Walking behind, Adelia attempted to follow the circumlocution that Emma had used to pose her question. What was it her poor friend wanted from her? No marriage, never marriage. No children, never more children. A life without physical love, yet a heart, such a sad heart, longing for the tenderness of a man… an unsuitable man…
Then understanding came. Adelia castigated herself. What a fool I am. Of course. I should have known. That’s it.
She quickened her pace, caught Emma by the arm, and led her to a seat in an alcove of roses, made her sit down, and sat down herself.
“Did I ever tell you my theory on how it is possible to avoid conception?” she asked, as if she was raising a different subject.
“No,” Emma said, as if she, too, found the matter a new one. “No, I don’t believe you did.”
“It’s my foster parents’ theory, in fact,” Adelia said. “They are an extraordinary couple, I think I’ve told you. They refuse to be bound by their differing religions-he’s a Jew, she’s a Christian, but their minds are free, so free, of laws, prejudices, superstition, imprisoned thinking…” She paused, overwhelmed by longing to see them again and by gratitude for the upbringing they had given her.

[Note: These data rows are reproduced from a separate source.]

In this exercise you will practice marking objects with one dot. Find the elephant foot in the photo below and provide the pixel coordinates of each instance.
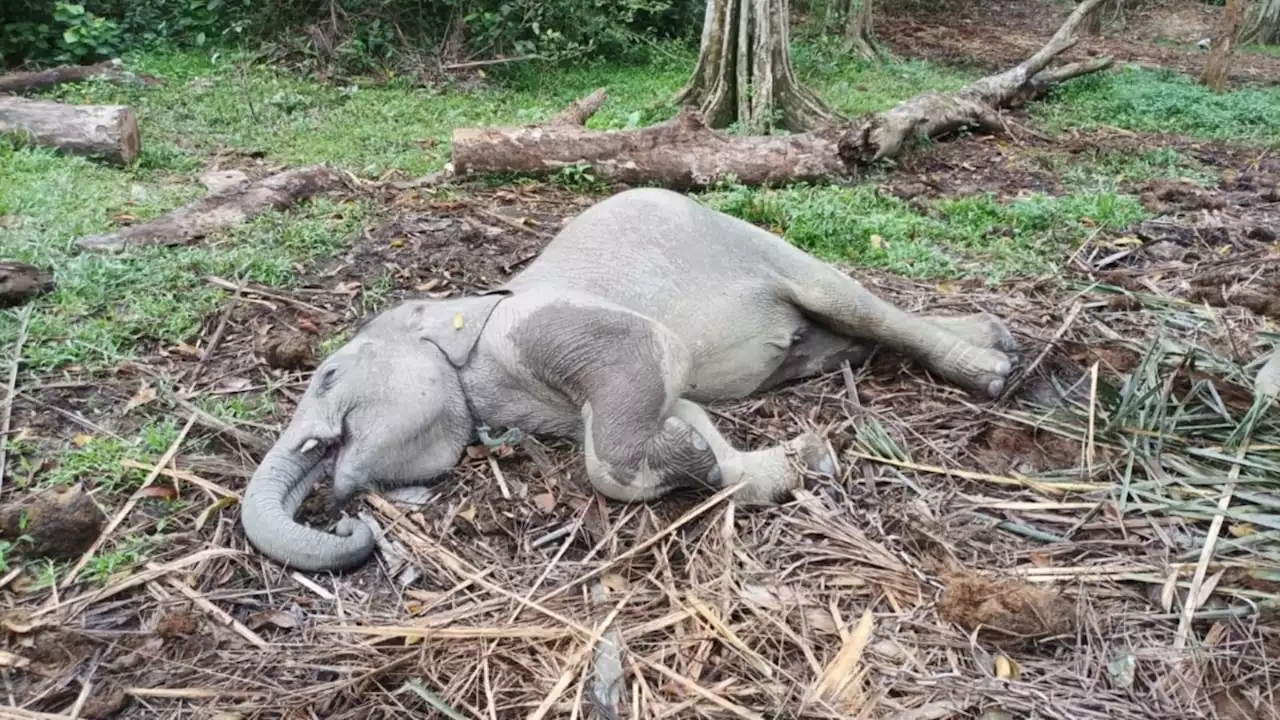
(979, 355)
(979, 329)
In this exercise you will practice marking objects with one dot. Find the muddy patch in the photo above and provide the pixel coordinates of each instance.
(996, 36)
(1004, 610)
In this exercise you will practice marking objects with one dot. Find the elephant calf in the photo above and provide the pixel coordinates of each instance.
(643, 306)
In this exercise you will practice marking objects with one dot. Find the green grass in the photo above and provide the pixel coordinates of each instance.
(976, 236)
(112, 309)
(1164, 101)
(109, 309)
(1107, 171)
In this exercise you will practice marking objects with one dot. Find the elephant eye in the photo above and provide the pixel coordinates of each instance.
(327, 379)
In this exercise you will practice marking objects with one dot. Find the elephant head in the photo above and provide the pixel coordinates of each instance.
(387, 409)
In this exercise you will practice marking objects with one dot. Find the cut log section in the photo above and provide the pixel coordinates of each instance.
(17, 83)
(21, 281)
(94, 131)
(685, 154)
(218, 210)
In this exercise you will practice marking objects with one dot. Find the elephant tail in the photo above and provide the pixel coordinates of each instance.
(272, 501)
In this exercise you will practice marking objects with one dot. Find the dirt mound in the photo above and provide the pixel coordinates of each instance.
(1025, 451)
(1002, 609)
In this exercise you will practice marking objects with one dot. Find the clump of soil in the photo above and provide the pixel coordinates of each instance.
(1025, 451)
(19, 282)
(60, 523)
(1166, 196)
(1002, 609)
(293, 351)
(108, 702)
(1240, 286)
(177, 624)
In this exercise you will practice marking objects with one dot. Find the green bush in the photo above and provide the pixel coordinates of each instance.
(357, 35)
(65, 33)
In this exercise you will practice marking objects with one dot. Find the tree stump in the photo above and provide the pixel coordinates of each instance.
(109, 132)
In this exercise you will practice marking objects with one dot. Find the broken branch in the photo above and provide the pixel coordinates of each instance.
(219, 210)
(685, 154)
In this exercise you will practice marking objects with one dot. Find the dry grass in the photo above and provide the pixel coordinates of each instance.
(1034, 555)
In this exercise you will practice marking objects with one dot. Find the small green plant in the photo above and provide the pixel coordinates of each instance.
(74, 35)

“Really?” Emma said politely.
“Yes. And they traveled, you see. To gain medical knowledge. They asked questions of different races, tribes, other histories, customs, and my foster mother, bless her, went to the women, especially the women.”
“Yes?” Emma said, and again it seemed of little interest to her.
“Yes. And by the time she returned to Salerno, she had gathered, first, that women through the ages have tried to have control over their own bodies-and the methods they’ve used.”
“Goodness gracious,” Emma said lightly.
“Yes,” Adelia said. And because she was Adelia, to whom the dissemination of knowledge was essential and must be as fascinating to the listener as it was to her, she went into detailed account of the different ways, in different ages, in which men and women had attempted to achieve the dignity of choosing for themselves how many children they could cope with. First she spoke of “receptacles,” sheaths for the penis that various peoples made from sheepskin, or snakeskin, sometimes soaked in vinegar or lemon juice. “Effective, my mother said, but many men do not like to wear them.”
Then came the subject of coitus interruptus, the biblical sin of Onan, who, forced by Jewish law to marry his brother’s wife, had “spilled his seed upon the ground” rather than let it impregnate her. “But again, most men do not wish to do that.”